Ces projets ne sont pas de simples dépenses, mais de véritables leviers de croissance future, garantissant une capacité de remboursement accrue sur le long terme.

Une crédibilité financière confirmée par les marchés

La rigueur de la gestion budgétaire béninoise se reflète dans la confiance que lui accordent les investisseurs internationaux et les institutions financières multilatérales. Plusieurs éléments attestent de cette solidité :

  • Respect strict des échéances : Aucun retard de paiement n’a été enregistré, comme le confirme la Caisse Autonome de Gestion de la Dette (CAGD).
  • Accès privilégié aux marchés internationaux : L’émission d’Eurobonds à impact social ou durable démontre la capacité du Bénin à lever des fonds à des taux avantageux, signe d’une réputation intacte.
  • Dette extérieure diversifiée : Près de la moitié des engagements extérieurs sont contractés auprès d’organismes multilatéraux (Banque mondiale, Banque africaine de développement), offrant des conditions de remboursement concessionnelles et durables.

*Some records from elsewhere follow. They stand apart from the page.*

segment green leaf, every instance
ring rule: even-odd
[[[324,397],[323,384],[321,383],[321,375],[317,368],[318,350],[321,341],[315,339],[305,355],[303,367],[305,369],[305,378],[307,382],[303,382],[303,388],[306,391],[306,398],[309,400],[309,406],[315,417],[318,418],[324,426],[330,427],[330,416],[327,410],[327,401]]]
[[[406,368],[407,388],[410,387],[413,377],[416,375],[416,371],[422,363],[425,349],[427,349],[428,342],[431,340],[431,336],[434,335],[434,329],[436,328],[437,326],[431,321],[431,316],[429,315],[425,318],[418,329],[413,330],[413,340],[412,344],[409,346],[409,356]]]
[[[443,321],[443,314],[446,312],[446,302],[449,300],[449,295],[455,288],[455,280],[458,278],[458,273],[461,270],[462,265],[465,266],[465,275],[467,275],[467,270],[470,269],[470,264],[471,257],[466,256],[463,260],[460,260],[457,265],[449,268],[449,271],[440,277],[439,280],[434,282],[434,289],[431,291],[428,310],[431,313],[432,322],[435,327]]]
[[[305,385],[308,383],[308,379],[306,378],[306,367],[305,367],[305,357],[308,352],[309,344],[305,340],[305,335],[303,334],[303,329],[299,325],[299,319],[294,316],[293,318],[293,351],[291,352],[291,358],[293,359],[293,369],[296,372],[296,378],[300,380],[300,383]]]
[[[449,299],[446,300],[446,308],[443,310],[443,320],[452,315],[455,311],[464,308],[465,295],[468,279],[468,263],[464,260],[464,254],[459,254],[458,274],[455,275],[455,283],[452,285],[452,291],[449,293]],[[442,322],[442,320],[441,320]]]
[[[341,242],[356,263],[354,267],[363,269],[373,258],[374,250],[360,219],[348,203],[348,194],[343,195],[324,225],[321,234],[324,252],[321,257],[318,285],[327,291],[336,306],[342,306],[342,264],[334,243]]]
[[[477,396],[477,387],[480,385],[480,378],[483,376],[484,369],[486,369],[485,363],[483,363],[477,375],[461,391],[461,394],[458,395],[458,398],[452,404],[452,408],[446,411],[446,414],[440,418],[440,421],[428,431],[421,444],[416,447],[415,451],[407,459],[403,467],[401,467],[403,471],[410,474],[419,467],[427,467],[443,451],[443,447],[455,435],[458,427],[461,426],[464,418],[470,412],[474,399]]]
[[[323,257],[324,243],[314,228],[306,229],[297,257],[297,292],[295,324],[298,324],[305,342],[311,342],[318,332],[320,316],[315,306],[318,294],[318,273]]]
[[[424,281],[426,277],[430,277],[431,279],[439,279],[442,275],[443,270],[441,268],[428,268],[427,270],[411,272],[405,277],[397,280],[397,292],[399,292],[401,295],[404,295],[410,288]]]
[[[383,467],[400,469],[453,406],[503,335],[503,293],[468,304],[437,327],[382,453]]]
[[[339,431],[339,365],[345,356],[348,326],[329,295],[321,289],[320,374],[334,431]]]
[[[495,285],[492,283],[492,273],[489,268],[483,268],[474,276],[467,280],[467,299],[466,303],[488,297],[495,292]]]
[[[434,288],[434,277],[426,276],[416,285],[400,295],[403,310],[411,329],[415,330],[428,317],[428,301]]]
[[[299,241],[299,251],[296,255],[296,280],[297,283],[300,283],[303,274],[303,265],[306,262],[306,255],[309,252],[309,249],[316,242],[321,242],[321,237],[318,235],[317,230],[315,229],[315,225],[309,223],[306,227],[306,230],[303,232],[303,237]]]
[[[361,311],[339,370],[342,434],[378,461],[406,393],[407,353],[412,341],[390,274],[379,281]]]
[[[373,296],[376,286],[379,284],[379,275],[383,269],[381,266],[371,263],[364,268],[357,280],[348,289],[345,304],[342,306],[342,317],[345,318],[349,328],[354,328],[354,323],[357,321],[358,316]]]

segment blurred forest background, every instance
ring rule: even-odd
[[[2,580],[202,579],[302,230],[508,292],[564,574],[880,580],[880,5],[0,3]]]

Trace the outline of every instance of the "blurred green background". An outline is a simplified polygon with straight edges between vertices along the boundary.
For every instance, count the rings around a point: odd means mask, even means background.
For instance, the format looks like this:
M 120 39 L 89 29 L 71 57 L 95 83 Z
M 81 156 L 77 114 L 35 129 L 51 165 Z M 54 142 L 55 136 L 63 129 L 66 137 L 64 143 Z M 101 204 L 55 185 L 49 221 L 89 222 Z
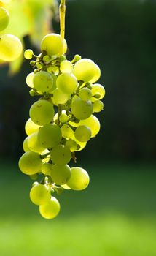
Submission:
M 156 1 L 67 1 L 66 26 L 69 59 L 97 63 L 106 91 L 101 132 L 77 154 L 90 184 L 58 196 L 55 219 L 40 217 L 28 198 L 32 181 L 17 167 L 34 101 L 25 82 L 31 69 L 26 61 L 8 78 L 1 67 L 0 254 L 155 256 Z

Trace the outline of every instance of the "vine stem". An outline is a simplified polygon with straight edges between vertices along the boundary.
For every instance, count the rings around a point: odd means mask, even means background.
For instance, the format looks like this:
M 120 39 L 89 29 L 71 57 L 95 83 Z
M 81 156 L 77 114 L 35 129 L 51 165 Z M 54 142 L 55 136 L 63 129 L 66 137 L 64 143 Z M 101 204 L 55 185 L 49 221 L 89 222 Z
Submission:
M 66 0 L 61 0 L 60 7 L 60 34 L 62 39 L 64 39 L 65 34 L 65 15 L 66 15 Z

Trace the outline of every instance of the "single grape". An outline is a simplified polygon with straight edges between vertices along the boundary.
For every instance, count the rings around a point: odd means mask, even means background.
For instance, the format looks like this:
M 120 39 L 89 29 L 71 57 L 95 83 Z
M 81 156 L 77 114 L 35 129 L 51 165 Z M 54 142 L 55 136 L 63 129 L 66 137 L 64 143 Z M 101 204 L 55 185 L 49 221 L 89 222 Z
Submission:
M 50 153 L 52 162 L 57 165 L 66 165 L 70 161 L 71 154 L 69 147 L 64 145 L 57 145 Z
M 53 91 L 53 102 L 54 104 L 58 106 L 58 104 L 64 104 L 66 103 L 69 99 L 70 98 L 70 95 L 64 94 L 62 91 L 56 88 Z
M 29 115 L 34 123 L 38 125 L 47 124 L 53 118 L 53 105 L 47 100 L 38 100 L 31 107 Z
M 76 141 L 72 139 L 69 139 L 66 140 L 66 146 L 69 147 L 71 152 L 74 152 L 77 149 L 77 144 Z
M 91 138 L 95 137 L 95 135 L 100 131 L 100 122 L 97 117 L 94 115 L 91 115 L 88 118 L 85 120 L 81 120 L 79 125 L 86 125 L 91 129 Z
M 60 70 L 62 73 L 71 73 L 73 71 L 73 65 L 69 61 L 63 61 L 60 64 Z
M 21 172 L 27 175 L 33 175 L 40 171 L 42 159 L 38 153 L 28 151 L 22 155 L 18 165 Z
M 63 42 L 60 34 L 47 34 L 41 42 L 41 50 L 46 51 L 48 55 L 58 55 L 63 52 Z
M 74 131 L 67 124 L 64 124 L 61 128 L 62 136 L 63 138 L 71 138 L 74 135 Z
M 12 34 L 0 35 L 0 59 L 5 61 L 13 61 L 22 53 L 20 40 Z
M 31 73 L 29 73 L 26 77 L 26 84 L 27 84 L 27 86 L 28 86 L 31 88 L 34 87 L 34 83 L 33 83 L 34 75 L 35 74 L 33 72 Z
M 71 104 L 71 112 L 79 120 L 86 119 L 90 116 L 93 109 L 93 104 L 90 100 L 83 101 L 80 98 L 77 98 Z
M 34 54 L 34 53 L 33 53 L 32 50 L 27 49 L 24 52 L 24 57 L 26 59 L 31 59 L 33 58 L 33 54 Z
M 3 7 L 0 7 L 0 31 L 5 29 L 9 22 L 9 12 Z
M 55 218 L 60 211 L 60 203 L 58 200 L 51 197 L 50 200 L 44 205 L 39 206 L 39 213 L 42 217 L 50 219 Z
M 41 167 L 41 171 L 44 175 L 50 176 L 52 167 L 52 164 L 50 164 L 49 162 L 43 162 Z
M 82 100 L 89 100 L 92 97 L 92 92 L 91 90 L 89 89 L 89 88 L 82 88 L 79 91 L 79 96 L 80 97 L 81 99 Z
M 96 100 L 93 103 L 93 112 L 101 112 L 104 108 L 104 103 L 101 100 Z
M 26 137 L 23 143 L 23 148 L 25 152 L 30 151 L 30 148 L 28 145 L 28 137 Z
M 25 124 L 25 131 L 27 135 L 30 135 L 31 133 L 37 132 L 39 127 L 41 127 L 39 125 L 36 124 L 31 118 L 29 118 Z
M 46 71 L 37 72 L 33 79 L 35 89 L 42 92 L 48 91 L 52 89 L 53 79 Z
M 50 200 L 50 192 L 47 187 L 38 184 L 34 186 L 30 191 L 31 200 L 36 205 L 44 205 Z
M 73 73 L 78 80 L 90 82 L 97 76 L 97 65 L 90 59 L 82 59 L 75 64 Z M 96 78 L 99 78 L 100 74 Z
M 103 99 L 105 95 L 104 87 L 101 86 L 101 84 L 100 83 L 95 83 L 92 85 L 91 91 L 92 91 L 92 96 L 95 95 L 97 93 L 99 94 L 99 97 L 98 99 Z M 97 100 L 97 99 L 92 98 L 93 102 L 95 102 L 95 100 Z
M 64 73 L 58 77 L 56 86 L 64 94 L 71 94 L 77 90 L 78 83 L 73 74 Z
M 38 132 L 35 132 L 28 136 L 28 146 L 31 151 L 39 154 L 44 151 L 45 148 L 38 141 Z
M 90 177 L 85 170 L 74 167 L 71 168 L 71 178 L 66 183 L 73 190 L 83 190 L 89 184 Z
M 39 143 L 44 148 L 52 148 L 59 144 L 62 138 L 60 127 L 56 124 L 47 124 L 39 129 Z
M 51 178 L 58 185 L 65 184 L 71 176 L 71 168 L 68 165 L 54 165 L 52 167 Z
M 90 127 L 85 125 L 80 125 L 75 130 L 75 138 L 80 142 L 86 142 L 90 139 L 92 132 Z

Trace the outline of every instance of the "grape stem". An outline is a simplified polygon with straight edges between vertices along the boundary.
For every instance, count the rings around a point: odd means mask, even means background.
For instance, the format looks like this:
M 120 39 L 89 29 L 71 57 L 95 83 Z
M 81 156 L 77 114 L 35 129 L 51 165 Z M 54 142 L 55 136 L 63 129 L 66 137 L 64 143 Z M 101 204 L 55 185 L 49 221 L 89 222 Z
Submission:
M 65 15 L 66 15 L 66 0 L 61 0 L 60 7 L 60 34 L 62 39 L 64 39 L 65 34 Z

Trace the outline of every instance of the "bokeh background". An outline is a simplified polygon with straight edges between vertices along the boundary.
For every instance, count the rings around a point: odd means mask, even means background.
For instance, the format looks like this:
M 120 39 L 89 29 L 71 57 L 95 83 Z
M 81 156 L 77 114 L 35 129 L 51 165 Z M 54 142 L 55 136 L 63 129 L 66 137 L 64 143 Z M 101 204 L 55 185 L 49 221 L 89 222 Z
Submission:
M 106 89 L 101 132 L 77 154 L 90 185 L 58 196 L 55 219 L 40 217 L 28 198 L 32 181 L 17 167 L 34 101 L 25 82 L 31 69 L 25 61 L 8 77 L 1 67 L 1 255 L 155 256 L 156 1 L 67 1 L 66 26 L 68 58 L 93 59 Z M 38 53 L 28 37 L 25 43 Z

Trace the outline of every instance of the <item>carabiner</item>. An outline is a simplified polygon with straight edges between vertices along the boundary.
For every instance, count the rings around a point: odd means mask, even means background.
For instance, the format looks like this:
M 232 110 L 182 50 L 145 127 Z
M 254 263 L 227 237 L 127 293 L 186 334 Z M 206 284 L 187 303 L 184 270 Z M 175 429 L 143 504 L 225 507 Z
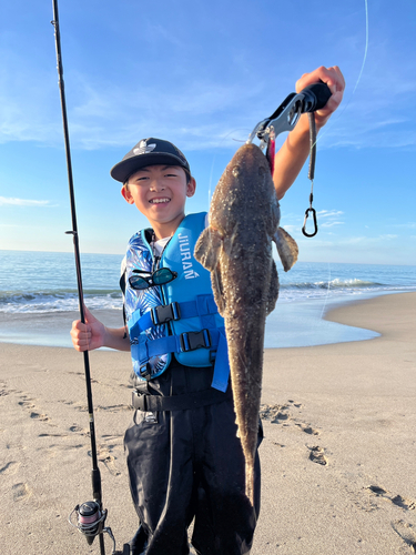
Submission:
M 307 233 L 307 231 L 306 231 L 306 220 L 310 216 L 310 212 L 312 212 L 312 216 L 314 219 L 314 232 L 313 233 Z M 302 233 L 305 235 L 305 238 L 313 238 L 317 233 L 316 211 L 312 206 L 306 209 L 306 211 L 305 211 L 305 220 L 303 222 Z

La dette, un outil au service du développement

Dans les pays en développement, l’endettement ne doit pas être perçu comme une menace, mais comme un outil stratégique pour combler les lacunes en infrastructures et accélérer la croissance. À condition que la trajectoire des finances publiques soit rigoureuse et que la croissance économique reste robuste, la dette béninoise constitue un atout pour l’avenir du pays.

En conclusion, les craintes d’un surendettement au Bénin relèvent davantage de perceptions que de réalités économiques. Avec un ratio dette/PIB maîtrisé, une affectation des ressources vers des projets structurants et une crédibilité financière intacte, le pays affiche une gestion exemplaire de sa dette publique.